Berbekal ijazah SMK ia berangkat meninggalkan  Banjarnegara  untuk  bekerja di Cikarang, tepatnya di pabrik elektronik.

Namun, belum ada sebulan bekerja, ia harus menemui  masalah.  Ayahnya  jatuh    sakit.  Ketika ia mengajukan izin untuk menengok ayahnya, perusahaan tak mengijinkan. Ia pun tetap ngotot untuk pulang, tetapi sesampai di rumah, ayahnya lebih dulu kembali pada Yang Maha Kuasa.

Kesialannya tak sampai di sini saja. Di akhir bulan Mas Adhitya dipecat dari pekerjaannya. Alasannya, karyawan baru tak boleh izin. “Itu membuat saya menyimpan dendam, saya harus membuktikan bisa sukses dengan cara lain,” ungkapnya. Ia pun pulang ke Banjarnegara dan bekerja di peternakan dan kadang juga menjadi buruh bangunan. Saat itulah ia berkenalan dengan bisnis NASA.

Ia pun mulai giat menjalankan bisnis ini sebagai sambilan pekerjaan utamanya di peternakan ayam. “Dulu sampai larut malam saya pasti ke Telkom mencari internet, demi memasarkan produk-produk NASA,”ujarnya. Ia juga ingat sering sekali ia datang untuk ikut dalam home sharing yang memang sering  diadakan  di  jaringan  Banjarnegara.  “Saya juga  akhirnya  menduplikasi  cara  ini.  Saya  buat home sharing untuk jaringan-jaringan saya. Ini supaya transfer ilmu dan kemampuan bisnis bisa terus meningkat. Yang tak kalah penting juga untuk silaturahmi,” tuturnya.

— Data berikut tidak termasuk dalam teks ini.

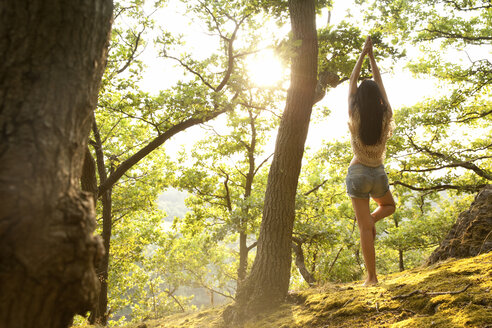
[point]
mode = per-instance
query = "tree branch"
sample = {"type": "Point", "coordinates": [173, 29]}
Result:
{"type": "Point", "coordinates": [159, 140]}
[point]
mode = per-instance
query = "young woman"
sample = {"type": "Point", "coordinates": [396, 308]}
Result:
{"type": "Point", "coordinates": [370, 124]}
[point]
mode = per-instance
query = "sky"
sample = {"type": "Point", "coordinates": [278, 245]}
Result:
{"type": "Point", "coordinates": [402, 88]}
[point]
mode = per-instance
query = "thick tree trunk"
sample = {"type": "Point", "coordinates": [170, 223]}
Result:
{"type": "Point", "coordinates": [52, 55]}
{"type": "Point", "coordinates": [268, 283]}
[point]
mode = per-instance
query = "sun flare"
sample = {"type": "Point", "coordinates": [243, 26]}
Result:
{"type": "Point", "coordinates": [265, 69]}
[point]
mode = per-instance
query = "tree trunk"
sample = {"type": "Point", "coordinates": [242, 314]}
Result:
{"type": "Point", "coordinates": [99, 313]}
{"type": "Point", "coordinates": [401, 261]}
{"type": "Point", "coordinates": [243, 258]}
{"type": "Point", "coordinates": [301, 265]}
{"type": "Point", "coordinates": [268, 283]}
{"type": "Point", "coordinates": [52, 56]}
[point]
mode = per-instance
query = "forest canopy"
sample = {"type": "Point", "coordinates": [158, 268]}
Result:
{"type": "Point", "coordinates": [182, 142]}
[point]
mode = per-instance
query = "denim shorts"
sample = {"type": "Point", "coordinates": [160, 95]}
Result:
{"type": "Point", "coordinates": [364, 181]}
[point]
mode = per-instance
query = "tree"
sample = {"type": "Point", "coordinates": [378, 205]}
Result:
{"type": "Point", "coordinates": [268, 282]}
{"type": "Point", "coordinates": [443, 143]}
{"type": "Point", "coordinates": [124, 109]}
{"type": "Point", "coordinates": [52, 60]}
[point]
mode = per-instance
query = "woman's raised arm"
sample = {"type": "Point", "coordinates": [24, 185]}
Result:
{"type": "Point", "coordinates": [354, 77]}
{"type": "Point", "coordinates": [377, 76]}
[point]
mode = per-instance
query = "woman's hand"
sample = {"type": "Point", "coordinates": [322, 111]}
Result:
{"type": "Point", "coordinates": [368, 47]}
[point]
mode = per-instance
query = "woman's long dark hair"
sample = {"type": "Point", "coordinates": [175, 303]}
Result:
{"type": "Point", "coordinates": [371, 106]}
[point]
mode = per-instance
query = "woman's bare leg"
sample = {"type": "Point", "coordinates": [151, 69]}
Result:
{"type": "Point", "coordinates": [365, 221]}
{"type": "Point", "coordinates": [386, 206]}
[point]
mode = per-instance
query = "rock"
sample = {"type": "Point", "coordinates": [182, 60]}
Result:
{"type": "Point", "coordinates": [471, 234]}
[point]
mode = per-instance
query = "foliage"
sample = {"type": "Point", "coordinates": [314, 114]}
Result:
{"type": "Point", "coordinates": [441, 143]}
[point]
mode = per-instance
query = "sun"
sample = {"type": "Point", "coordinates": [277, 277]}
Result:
{"type": "Point", "coordinates": [265, 69]}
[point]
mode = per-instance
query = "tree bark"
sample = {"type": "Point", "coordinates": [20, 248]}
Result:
{"type": "Point", "coordinates": [52, 56]}
{"type": "Point", "coordinates": [300, 263]}
{"type": "Point", "coordinates": [268, 283]}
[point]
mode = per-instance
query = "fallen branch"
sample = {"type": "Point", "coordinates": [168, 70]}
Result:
{"type": "Point", "coordinates": [422, 292]}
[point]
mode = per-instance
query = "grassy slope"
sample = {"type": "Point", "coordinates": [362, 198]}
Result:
{"type": "Point", "coordinates": [387, 305]}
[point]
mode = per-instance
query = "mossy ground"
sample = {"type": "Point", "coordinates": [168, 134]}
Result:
{"type": "Point", "coordinates": [455, 293]}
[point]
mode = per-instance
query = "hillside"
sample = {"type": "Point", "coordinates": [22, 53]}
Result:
{"type": "Point", "coordinates": [454, 293]}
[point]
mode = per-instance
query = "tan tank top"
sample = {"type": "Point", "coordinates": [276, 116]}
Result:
{"type": "Point", "coordinates": [370, 155]}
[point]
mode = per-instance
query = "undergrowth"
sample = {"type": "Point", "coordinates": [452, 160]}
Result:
{"type": "Point", "coordinates": [455, 293]}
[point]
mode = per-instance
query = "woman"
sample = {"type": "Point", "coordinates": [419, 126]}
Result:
{"type": "Point", "coordinates": [370, 124]}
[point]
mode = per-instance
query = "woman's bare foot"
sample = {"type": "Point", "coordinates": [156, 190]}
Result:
{"type": "Point", "coordinates": [370, 282]}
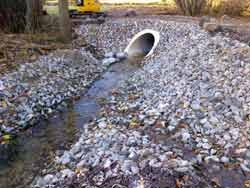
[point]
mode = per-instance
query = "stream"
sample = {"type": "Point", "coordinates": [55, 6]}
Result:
{"type": "Point", "coordinates": [36, 147]}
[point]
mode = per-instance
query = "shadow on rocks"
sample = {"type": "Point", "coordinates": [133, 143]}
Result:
{"type": "Point", "coordinates": [148, 178]}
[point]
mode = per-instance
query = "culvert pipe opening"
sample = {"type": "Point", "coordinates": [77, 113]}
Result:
{"type": "Point", "coordinates": [143, 43]}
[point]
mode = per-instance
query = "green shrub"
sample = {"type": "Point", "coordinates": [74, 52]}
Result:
{"type": "Point", "coordinates": [191, 7]}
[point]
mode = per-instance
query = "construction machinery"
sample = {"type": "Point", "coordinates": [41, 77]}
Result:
{"type": "Point", "coordinates": [83, 7]}
{"type": "Point", "coordinates": [80, 7]}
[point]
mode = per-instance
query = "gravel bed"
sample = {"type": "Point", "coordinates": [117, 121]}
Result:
{"type": "Point", "coordinates": [188, 106]}
{"type": "Point", "coordinates": [37, 89]}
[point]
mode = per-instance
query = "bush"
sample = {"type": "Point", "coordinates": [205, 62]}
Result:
{"type": "Point", "coordinates": [229, 7]}
{"type": "Point", "coordinates": [191, 7]}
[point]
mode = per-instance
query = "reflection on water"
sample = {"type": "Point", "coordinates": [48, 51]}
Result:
{"type": "Point", "coordinates": [35, 148]}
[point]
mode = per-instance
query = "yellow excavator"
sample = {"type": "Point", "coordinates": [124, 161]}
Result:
{"type": "Point", "coordinates": [80, 7]}
{"type": "Point", "coordinates": [83, 7]}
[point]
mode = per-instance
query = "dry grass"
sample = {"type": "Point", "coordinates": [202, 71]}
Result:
{"type": "Point", "coordinates": [229, 7]}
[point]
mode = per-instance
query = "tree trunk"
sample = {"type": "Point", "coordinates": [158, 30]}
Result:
{"type": "Point", "coordinates": [12, 15]}
{"type": "Point", "coordinates": [65, 24]}
{"type": "Point", "coordinates": [33, 15]}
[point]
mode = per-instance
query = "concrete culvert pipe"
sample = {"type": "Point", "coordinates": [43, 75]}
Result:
{"type": "Point", "coordinates": [143, 43]}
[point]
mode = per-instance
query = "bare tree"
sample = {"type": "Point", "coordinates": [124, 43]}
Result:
{"type": "Point", "coordinates": [33, 15]}
{"type": "Point", "coordinates": [65, 24]}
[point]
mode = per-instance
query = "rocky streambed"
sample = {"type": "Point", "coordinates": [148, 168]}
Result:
{"type": "Point", "coordinates": [180, 121]}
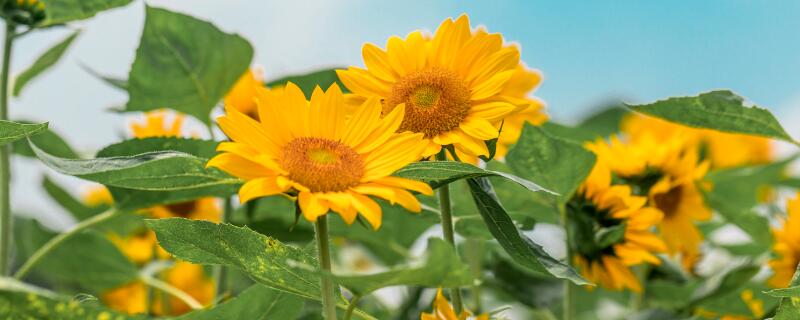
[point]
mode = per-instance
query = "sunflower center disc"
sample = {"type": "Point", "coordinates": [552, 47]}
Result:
{"type": "Point", "coordinates": [436, 100]}
{"type": "Point", "coordinates": [322, 165]}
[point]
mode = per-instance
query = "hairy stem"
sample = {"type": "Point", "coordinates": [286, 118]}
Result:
{"type": "Point", "coordinates": [447, 230]}
{"type": "Point", "coordinates": [5, 158]}
{"type": "Point", "coordinates": [48, 247]}
{"type": "Point", "coordinates": [324, 255]}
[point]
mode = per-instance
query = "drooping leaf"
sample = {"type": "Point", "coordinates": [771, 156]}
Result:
{"type": "Point", "coordinates": [63, 11]}
{"type": "Point", "coordinates": [150, 171]}
{"type": "Point", "coordinates": [184, 64]}
{"type": "Point", "coordinates": [44, 62]}
{"type": "Point", "coordinates": [75, 207]}
{"type": "Point", "coordinates": [439, 173]}
{"type": "Point", "coordinates": [256, 303]}
{"type": "Point", "coordinates": [555, 163]}
{"type": "Point", "coordinates": [12, 131]}
{"type": "Point", "coordinates": [718, 110]}
{"type": "Point", "coordinates": [521, 248]}
{"type": "Point", "coordinates": [307, 82]}
{"type": "Point", "coordinates": [442, 268]}
{"type": "Point", "coordinates": [15, 304]}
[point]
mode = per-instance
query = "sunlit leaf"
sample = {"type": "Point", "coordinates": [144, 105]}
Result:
{"type": "Point", "coordinates": [184, 64]}
{"type": "Point", "coordinates": [44, 62]}
{"type": "Point", "coordinates": [719, 110]}
{"type": "Point", "coordinates": [12, 131]}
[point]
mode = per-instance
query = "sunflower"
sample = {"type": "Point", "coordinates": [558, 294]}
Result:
{"type": "Point", "coordinates": [722, 150]}
{"type": "Point", "coordinates": [668, 173]}
{"type": "Point", "coordinates": [612, 231]}
{"type": "Point", "coordinates": [452, 85]}
{"type": "Point", "coordinates": [242, 95]}
{"type": "Point", "coordinates": [786, 246]}
{"type": "Point", "coordinates": [442, 310]}
{"type": "Point", "coordinates": [330, 159]}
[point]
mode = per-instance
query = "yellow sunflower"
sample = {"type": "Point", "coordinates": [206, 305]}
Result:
{"type": "Point", "coordinates": [602, 206]}
{"type": "Point", "coordinates": [243, 94]}
{"type": "Point", "coordinates": [786, 246]}
{"type": "Point", "coordinates": [442, 310]}
{"type": "Point", "coordinates": [330, 159]}
{"type": "Point", "coordinates": [453, 85]}
{"type": "Point", "coordinates": [668, 173]}
{"type": "Point", "coordinates": [723, 150]}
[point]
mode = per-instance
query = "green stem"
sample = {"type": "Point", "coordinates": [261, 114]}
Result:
{"type": "Point", "coordinates": [5, 158]}
{"type": "Point", "coordinates": [350, 307]}
{"type": "Point", "coordinates": [220, 272]}
{"type": "Point", "coordinates": [48, 247]}
{"type": "Point", "coordinates": [324, 255]}
{"type": "Point", "coordinates": [568, 311]}
{"type": "Point", "coordinates": [447, 230]}
{"type": "Point", "coordinates": [171, 290]}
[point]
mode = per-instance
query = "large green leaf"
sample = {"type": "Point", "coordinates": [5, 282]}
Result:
{"type": "Point", "coordinates": [307, 82]}
{"type": "Point", "coordinates": [521, 248]}
{"type": "Point", "coordinates": [12, 131]}
{"type": "Point", "coordinates": [553, 162]}
{"type": "Point", "coordinates": [75, 207]}
{"type": "Point", "coordinates": [62, 11]}
{"type": "Point", "coordinates": [439, 173]}
{"type": "Point", "coordinates": [184, 64]}
{"type": "Point", "coordinates": [719, 110]}
{"type": "Point", "coordinates": [150, 171]}
{"type": "Point", "coordinates": [18, 305]}
{"type": "Point", "coordinates": [442, 268]}
{"type": "Point", "coordinates": [45, 61]}
{"type": "Point", "coordinates": [256, 303]}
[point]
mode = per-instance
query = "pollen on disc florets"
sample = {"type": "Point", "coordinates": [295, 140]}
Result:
{"type": "Point", "coordinates": [436, 101]}
{"type": "Point", "coordinates": [322, 165]}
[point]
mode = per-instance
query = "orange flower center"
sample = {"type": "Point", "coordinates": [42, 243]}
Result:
{"type": "Point", "coordinates": [322, 165]}
{"type": "Point", "coordinates": [436, 100]}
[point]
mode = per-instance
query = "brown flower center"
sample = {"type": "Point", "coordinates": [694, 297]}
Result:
{"type": "Point", "coordinates": [670, 201]}
{"type": "Point", "coordinates": [436, 100]}
{"type": "Point", "coordinates": [322, 165]}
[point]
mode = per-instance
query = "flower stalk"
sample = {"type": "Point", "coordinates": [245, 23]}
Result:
{"type": "Point", "coordinates": [447, 229]}
{"type": "Point", "coordinates": [5, 158]}
{"type": "Point", "coordinates": [324, 257]}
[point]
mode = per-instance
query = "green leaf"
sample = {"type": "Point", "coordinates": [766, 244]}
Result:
{"type": "Point", "coordinates": [15, 304]}
{"type": "Point", "coordinates": [12, 131]}
{"type": "Point", "coordinates": [266, 260]}
{"type": "Point", "coordinates": [256, 303]}
{"type": "Point", "coordinates": [45, 61]}
{"type": "Point", "coordinates": [62, 11]}
{"type": "Point", "coordinates": [789, 307]}
{"type": "Point", "coordinates": [77, 208]}
{"type": "Point", "coordinates": [555, 163]}
{"type": "Point", "coordinates": [522, 249]}
{"type": "Point", "coordinates": [150, 171]}
{"type": "Point", "coordinates": [439, 173]}
{"type": "Point", "coordinates": [718, 110]}
{"type": "Point", "coordinates": [307, 82]}
{"type": "Point", "coordinates": [184, 64]}
{"type": "Point", "coordinates": [723, 283]}
{"type": "Point", "coordinates": [48, 141]}
{"type": "Point", "coordinates": [442, 268]}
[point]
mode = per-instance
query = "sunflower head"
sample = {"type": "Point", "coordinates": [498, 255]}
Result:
{"type": "Point", "coordinates": [667, 171]}
{"type": "Point", "coordinates": [442, 310]}
{"type": "Point", "coordinates": [786, 246]}
{"type": "Point", "coordinates": [155, 124]}
{"type": "Point", "coordinates": [455, 86]}
{"type": "Point", "coordinates": [612, 231]}
{"type": "Point", "coordinates": [27, 12]}
{"type": "Point", "coordinates": [243, 94]}
{"type": "Point", "coordinates": [329, 158]}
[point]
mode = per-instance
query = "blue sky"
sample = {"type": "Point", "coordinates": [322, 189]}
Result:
{"type": "Point", "coordinates": [589, 52]}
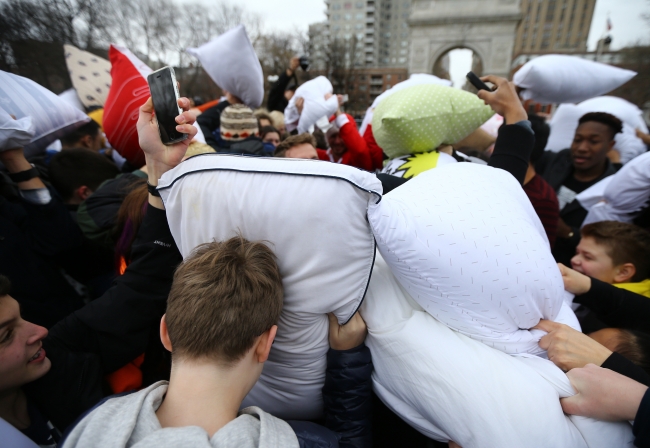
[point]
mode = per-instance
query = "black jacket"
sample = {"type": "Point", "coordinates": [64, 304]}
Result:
{"type": "Point", "coordinates": [556, 168]}
{"type": "Point", "coordinates": [347, 395]}
{"type": "Point", "coordinates": [32, 239]}
{"type": "Point", "coordinates": [210, 120]}
{"type": "Point", "coordinates": [276, 100]}
{"type": "Point", "coordinates": [109, 332]}
{"type": "Point", "coordinates": [619, 308]}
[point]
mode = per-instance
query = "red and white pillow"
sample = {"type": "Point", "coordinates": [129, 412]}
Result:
{"type": "Point", "coordinates": [129, 90]}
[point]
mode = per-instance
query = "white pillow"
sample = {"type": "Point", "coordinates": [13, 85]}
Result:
{"type": "Point", "coordinates": [558, 78]}
{"type": "Point", "coordinates": [563, 126]}
{"type": "Point", "coordinates": [233, 65]}
{"type": "Point", "coordinates": [51, 116]}
{"type": "Point", "coordinates": [70, 96]}
{"type": "Point", "coordinates": [414, 80]}
{"type": "Point", "coordinates": [625, 111]}
{"type": "Point", "coordinates": [450, 387]}
{"type": "Point", "coordinates": [315, 106]}
{"type": "Point", "coordinates": [622, 196]}
{"type": "Point", "coordinates": [465, 241]}
{"type": "Point", "coordinates": [15, 133]}
{"type": "Point", "coordinates": [313, 214]}
{"type": "Point", "coordinates": [90, 75]}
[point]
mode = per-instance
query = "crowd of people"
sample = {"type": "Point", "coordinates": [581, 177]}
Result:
{"type": "Point", "coordinates": [108, 337]}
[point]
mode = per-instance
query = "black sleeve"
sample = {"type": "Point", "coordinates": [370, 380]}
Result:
{"type": "Point", "coordinates": [210, 120]}
{"type": "Point", "coordinates": [347, 396]}
{"type": "Point", "coordinates": [641, 428]}
{"type": "Point", "coordinates": [109, 332]}
{"type": "Point", "coordinates": [616, 307]}
{"type": "Point", "coordinates": [276, 98]}
{"type": "Point", "coordinates": [49, 228]}
{"type": "Point", "coordinates": [544, 160]}
{"type": "Point", "coordinates": [389, 183]}
{"type": "Point", "coordinates": [512, 150]}
{"type": "Point", "coordinates": [116, 326]}
{"type": "Point", "coordinates": [620, 364]}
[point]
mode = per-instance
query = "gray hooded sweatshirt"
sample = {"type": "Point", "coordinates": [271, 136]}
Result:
{"type": "Point", "coordinates": [131, 421]}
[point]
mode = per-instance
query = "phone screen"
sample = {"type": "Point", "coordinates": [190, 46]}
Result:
{"type": "Point", "coordinates": [163, 94]}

Sejak aktif di 2015, ia merasakan banyak sekali perubahan yang terjadi dalam hidupnya. Secara finansial, peningkatannya sungguh luar biasa. Di awal bisnisnya, ia banyak mengeluarkan uang untuk membantu keuangan ibu dan menyekolahkan adiknya.   “Bersyukur,   sekarang   sudah   ada   dua mobil, bisa beli tanah juga, selain itu juga bisa mempekerjakan 5 admin” ujarnya sumringah.

Tapi ia tak mau sukses sendiri, dua kakak dan adiknya kini juga sudah turut merasakan enaknya berbisnis NASA. Ia yang masih berusia 22 tahun harus pandai-pandai memposisikan dirinya dalam keluarga dan bisnis. “Kalau di NASA saya memang leader bagi kakak-kakak saya, tapi kalau di luar urusan NASA tentu saya manut mereka,” ungkap pria yang masih bujang ini.

Kini dua kakak dan adiknya sudah tak lagi terikat dengan kerja yang harus menyita waktu. Kondisi keuangan keluarga juga sudah sangat membaik. “Sekarang kumpul keluarga enggak perlu nunggu setahun sekali,” ujarnya senang.

Mas Adhitya kini masih terus berusaha menjalankan bisnis ini sebaik mungkin. Ia punya impian untuk mengajak lebih banyak lagi orang untuk bisa merasakan kebahagiaan yang ia dapat dari NASA. “Alhamdulillah  sekarang  jaringan  di  bawah  saya ada  18  stokist,  semoga  bisa terus berkembang,” tutupnya senang.